“At the end of the ‘Living with MS‘ meeting at the weekend MouseDoctor and I were fielding questions from MSers. One MSer chastised me for presenting new and up-coming clinical trials that all have, or will have, an upper cut-off age for recruitment. He was over 70.
He then accused me of being ageist. I apologised and said I don’t make the rules. That is a bit of lie as I sit on committees that make some of the rules. The problem is that MS is viewed as a young persons disease and by the time MSers are over 60, or 70, they are at a stage of the disease that is confounded by age-related diseases, including natural ageing.”
One of the biggest drivers of drug development costs are pre and post-marketing regulatory requirements. The generation of data to satisfy regulatory authorities and payers is simply driving-up costs and they are rapidly approaching a level that is unsustainable.
What should we do about this problem? I am not sure, but a sensible debate would be a starting point. At some stage we need to be pragmatic about drug development and focus on developing drugs for the age of austerity. There is little point developing drugs that half the world can’t afford to use. Drugs for MSers are no exception!”
…… Although population aging is a mark of the success of public health policies, it also challenges the established way of implementing such policies. In the case of the European Medicines Agency (EMA), it has prompted an analysis of whether the regulatory system is adapted to taking the needs of older people into account in the development, approval, and use of medications…..

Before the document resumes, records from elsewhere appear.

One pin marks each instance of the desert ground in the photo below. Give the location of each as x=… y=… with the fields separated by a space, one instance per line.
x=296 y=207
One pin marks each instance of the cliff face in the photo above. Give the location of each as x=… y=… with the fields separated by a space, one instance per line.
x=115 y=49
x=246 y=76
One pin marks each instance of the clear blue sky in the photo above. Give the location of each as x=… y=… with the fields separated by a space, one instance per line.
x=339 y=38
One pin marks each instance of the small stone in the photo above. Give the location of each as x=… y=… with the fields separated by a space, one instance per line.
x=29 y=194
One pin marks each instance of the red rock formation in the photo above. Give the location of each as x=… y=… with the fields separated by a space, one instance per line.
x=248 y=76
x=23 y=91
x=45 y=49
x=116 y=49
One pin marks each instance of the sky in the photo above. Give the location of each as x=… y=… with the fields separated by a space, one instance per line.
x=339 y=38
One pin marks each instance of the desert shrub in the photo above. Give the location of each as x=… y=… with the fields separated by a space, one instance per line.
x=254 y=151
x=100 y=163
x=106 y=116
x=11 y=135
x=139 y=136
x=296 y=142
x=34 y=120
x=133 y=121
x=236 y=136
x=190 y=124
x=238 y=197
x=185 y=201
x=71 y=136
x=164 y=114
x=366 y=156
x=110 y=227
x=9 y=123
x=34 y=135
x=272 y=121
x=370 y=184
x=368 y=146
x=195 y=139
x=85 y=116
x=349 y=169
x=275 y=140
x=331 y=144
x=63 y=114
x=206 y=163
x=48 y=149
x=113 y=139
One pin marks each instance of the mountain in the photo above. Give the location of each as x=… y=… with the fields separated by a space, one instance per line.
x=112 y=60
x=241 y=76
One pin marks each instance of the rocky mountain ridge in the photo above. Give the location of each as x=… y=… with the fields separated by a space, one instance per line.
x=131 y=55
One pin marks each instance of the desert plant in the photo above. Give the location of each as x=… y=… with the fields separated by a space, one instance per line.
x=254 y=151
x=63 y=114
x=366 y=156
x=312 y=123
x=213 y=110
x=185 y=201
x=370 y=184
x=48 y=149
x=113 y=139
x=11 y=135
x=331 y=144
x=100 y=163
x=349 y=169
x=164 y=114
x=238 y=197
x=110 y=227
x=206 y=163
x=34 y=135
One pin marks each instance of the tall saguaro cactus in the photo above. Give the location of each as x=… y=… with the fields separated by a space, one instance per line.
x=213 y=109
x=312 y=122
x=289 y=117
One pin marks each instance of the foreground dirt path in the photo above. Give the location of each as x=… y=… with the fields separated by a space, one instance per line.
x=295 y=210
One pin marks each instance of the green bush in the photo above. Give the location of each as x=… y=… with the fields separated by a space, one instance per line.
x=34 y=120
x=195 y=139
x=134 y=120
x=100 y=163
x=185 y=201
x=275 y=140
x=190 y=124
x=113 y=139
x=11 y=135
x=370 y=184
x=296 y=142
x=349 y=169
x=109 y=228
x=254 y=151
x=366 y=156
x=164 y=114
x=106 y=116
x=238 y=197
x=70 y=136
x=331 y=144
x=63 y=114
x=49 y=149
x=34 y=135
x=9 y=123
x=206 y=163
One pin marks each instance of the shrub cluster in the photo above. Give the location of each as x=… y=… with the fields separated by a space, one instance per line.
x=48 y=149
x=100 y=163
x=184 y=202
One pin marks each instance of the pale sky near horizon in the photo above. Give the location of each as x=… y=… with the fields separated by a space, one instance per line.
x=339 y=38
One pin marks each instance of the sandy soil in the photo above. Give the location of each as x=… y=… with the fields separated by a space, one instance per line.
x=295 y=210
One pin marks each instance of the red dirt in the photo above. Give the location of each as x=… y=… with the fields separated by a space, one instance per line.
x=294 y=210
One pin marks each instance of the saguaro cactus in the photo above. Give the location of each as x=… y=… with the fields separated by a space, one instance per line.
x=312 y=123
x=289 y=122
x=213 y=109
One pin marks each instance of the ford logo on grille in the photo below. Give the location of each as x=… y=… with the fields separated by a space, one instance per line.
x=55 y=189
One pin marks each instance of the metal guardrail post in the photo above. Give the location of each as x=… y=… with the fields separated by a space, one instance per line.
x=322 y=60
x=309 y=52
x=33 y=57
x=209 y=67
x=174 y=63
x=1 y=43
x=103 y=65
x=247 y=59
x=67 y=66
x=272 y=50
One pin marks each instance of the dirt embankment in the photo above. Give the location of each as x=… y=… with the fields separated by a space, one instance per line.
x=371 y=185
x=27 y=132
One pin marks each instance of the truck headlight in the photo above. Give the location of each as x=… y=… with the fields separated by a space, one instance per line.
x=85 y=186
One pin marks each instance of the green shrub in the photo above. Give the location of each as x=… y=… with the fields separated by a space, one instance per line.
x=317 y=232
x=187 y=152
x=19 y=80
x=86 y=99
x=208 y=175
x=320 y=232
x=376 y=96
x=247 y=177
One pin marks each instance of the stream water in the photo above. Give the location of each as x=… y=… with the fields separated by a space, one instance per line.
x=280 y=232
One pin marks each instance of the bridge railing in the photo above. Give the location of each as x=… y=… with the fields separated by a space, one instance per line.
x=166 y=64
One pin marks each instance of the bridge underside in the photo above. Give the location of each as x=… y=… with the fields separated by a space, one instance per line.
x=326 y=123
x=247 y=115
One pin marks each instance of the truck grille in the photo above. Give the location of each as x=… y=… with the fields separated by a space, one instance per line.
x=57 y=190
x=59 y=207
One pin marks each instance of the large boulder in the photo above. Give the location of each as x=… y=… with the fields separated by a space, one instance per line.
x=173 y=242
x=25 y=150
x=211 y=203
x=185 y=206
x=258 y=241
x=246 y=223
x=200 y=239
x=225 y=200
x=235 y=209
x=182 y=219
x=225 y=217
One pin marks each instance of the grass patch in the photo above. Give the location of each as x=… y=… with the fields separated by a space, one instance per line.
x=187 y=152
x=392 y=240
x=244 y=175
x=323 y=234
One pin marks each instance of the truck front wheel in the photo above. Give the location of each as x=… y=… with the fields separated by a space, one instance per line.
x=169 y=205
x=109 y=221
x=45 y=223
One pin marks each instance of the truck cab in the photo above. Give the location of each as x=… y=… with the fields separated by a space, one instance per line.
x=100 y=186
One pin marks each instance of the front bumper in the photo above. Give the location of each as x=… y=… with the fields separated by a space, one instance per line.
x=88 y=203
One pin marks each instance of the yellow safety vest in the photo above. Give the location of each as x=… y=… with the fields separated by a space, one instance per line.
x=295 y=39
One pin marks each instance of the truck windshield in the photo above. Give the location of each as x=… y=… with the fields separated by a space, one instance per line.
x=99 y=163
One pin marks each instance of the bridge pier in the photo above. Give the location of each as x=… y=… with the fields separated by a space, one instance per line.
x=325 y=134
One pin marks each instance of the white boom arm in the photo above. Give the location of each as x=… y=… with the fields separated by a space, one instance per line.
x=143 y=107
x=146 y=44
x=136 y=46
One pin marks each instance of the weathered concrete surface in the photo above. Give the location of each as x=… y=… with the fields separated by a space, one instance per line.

…… The process started in 2006, when the EMA provided an opinion on the adequacy of guidance on the elderly regarding medicinal products. In 2011, the agency’s Committee for Human Medicinal Products adopted the EMA geriatric medicines strategy, marking its commitment to improving our understanding of how best to evaluate the benefit–risk ratio for a medication in older patients…..
…… First, the strategy recognizes that older people are the main users of medications — not a minority or special population (a fundamental difference between the geriatric and pediatric populations). Therefore, legislative and regulatory frameworks must be designed to ensure that the use of newly approved medicines in the intended population is supported by relevant data on the benefit–risk balance. The strategy’s second aim is to improve the availability of information to patients and prescribers, to support safer use of medications…..
The cost of drugs for dementia is going to be a time bomb for the future. How are we going to be able to provide these drugs for an ageing population for possibly 30-40 years? Maybe the drug regulatory bodies should look at simplifying the trials necessary for re purposing drugs. Unless the drug companies get anything out of it they are not going to do these trials, therefore, maybe we need a central body like the EMA or FDA funded by a small tax on every drug sold by pharma, who would fund these trials
Either tax the pharma more heavily or change the system and create a state-governed drug making by supporting eg. university-based research, however, I am not an economist.